As you facilitate the deal, you must constantly test your points of contact as possible champions or advocates. For this reason, it is best to have multiple advocates and multiple champions to create a point of contact safety net for changing positions and changing initiatives.
Step 4: Getting the commit from the Economic Buyer
To get an economic commitment you have to help a customer organization understand their common pain points and goals and assist them to plan to address those pain points and goals without being overtly involved in the decision making process. It creates urgency by showing the customer that the pain associated with not partnering with GitLab is greater than any pain associated with moving forward (3 Whys: Why GitLab, Why Now, Why Do Anything At All).

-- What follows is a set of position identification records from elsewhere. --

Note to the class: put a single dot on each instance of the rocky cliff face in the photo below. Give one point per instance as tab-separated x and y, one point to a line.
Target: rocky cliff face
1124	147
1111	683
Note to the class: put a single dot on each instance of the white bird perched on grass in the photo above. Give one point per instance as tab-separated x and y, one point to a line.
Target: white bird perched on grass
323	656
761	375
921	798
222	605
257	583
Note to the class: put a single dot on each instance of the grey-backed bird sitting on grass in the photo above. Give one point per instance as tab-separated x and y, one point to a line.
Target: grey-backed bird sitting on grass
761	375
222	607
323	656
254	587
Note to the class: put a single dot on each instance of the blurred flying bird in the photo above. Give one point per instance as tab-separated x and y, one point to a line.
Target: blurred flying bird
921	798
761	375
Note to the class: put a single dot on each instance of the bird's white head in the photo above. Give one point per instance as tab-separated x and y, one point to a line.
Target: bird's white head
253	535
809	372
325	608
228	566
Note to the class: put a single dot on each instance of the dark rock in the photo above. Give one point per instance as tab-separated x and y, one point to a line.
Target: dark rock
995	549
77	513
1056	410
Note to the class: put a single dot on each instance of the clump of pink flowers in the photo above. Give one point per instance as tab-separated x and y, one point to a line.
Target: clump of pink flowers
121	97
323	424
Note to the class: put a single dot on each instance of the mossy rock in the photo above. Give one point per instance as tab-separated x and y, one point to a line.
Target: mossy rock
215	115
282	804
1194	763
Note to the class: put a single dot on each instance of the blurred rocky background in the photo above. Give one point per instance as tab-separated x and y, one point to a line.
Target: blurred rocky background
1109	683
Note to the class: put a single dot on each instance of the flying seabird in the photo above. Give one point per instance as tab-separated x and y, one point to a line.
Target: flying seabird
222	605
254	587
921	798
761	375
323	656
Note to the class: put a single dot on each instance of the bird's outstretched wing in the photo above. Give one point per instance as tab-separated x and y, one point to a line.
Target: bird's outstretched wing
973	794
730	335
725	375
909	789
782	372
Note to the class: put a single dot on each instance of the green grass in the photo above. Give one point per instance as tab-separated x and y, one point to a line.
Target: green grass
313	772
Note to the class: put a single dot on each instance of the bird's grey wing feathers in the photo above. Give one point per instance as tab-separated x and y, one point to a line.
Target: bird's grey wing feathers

When you can do this properly, you will have made a consultative based case that compels the customer to make a decision to buy. This is done on the same side of the table with your identified champions/advocates. Below are the steps that need to be taken to engage and get a commitment from an economic buyer.
4.1 Update the Customer Deck (Phase 2)
To engage the economic buyer you need a customer focused deck that aligns high level business needs with GitLabs Value Drivers. The customer deck should be created with the idea that your champion can present it to the economic buyer. To do this you will need to work side-by-side with your advocates and champions to update the customer deck you created earlier to provide the following components to an economic buyer:
- Case Study that aligns with the customer
- Justification
- Preliminary Pricing Proposal
- Ask for the Commit/Next Steps
4.1.1 Align Customer Problems with Value Drivers
Align the customer needs to an existing GitLab case study. To locate a good case study go to Customer Reference Documents. You’ll need to build a few slides that distill the main points of the case study to align it to the customer you are pitching.
4.1.2 Business Justification
A justification is defined as the action of showing something to be right or reasonable. You’ll need to work with your champion be clearly show the business justification for choosing GitLab by creating a graphic representation of one or all of the following points:
- Highlight the efficiencies you’ll get versus your current toolset
- Return on Investment
- Metrics of how much more productive you’ll be with GitLab versus the next best alternative
4.1.3 Preliminary Pricing Proposal
Preliminary pricing is usually based on the Proof of Value designed by the Solution Architect. Work with your champion(s) to further align preliminary pricing with the justification and ROI that you should have already created in the customer deck.
Additionally, test your champion during the late stage of the Technical Evaluation process to get an idea of the pricing and budget implications that may present themselves and incorporate that information into the preliminary pricing proposal.
4.1.4 Ask for the Business & Next Steps
- Set next steps and dates with the customer to move into the Deal Closure phase. Engage with the champions and economic buyer to create a mutually agreed upon action plan to deployment. This is called a Mutual Close Plan and should be documented in the Command Plan.
- Update the opportunity stage and status in Salesforce from Proposal to Negotiating
- Update Clari with the latest forecasting projections based on your most recent sales motions.
At this point the opportunity now moves the Deal Closure phase, phase three of the GitLab sales cycle.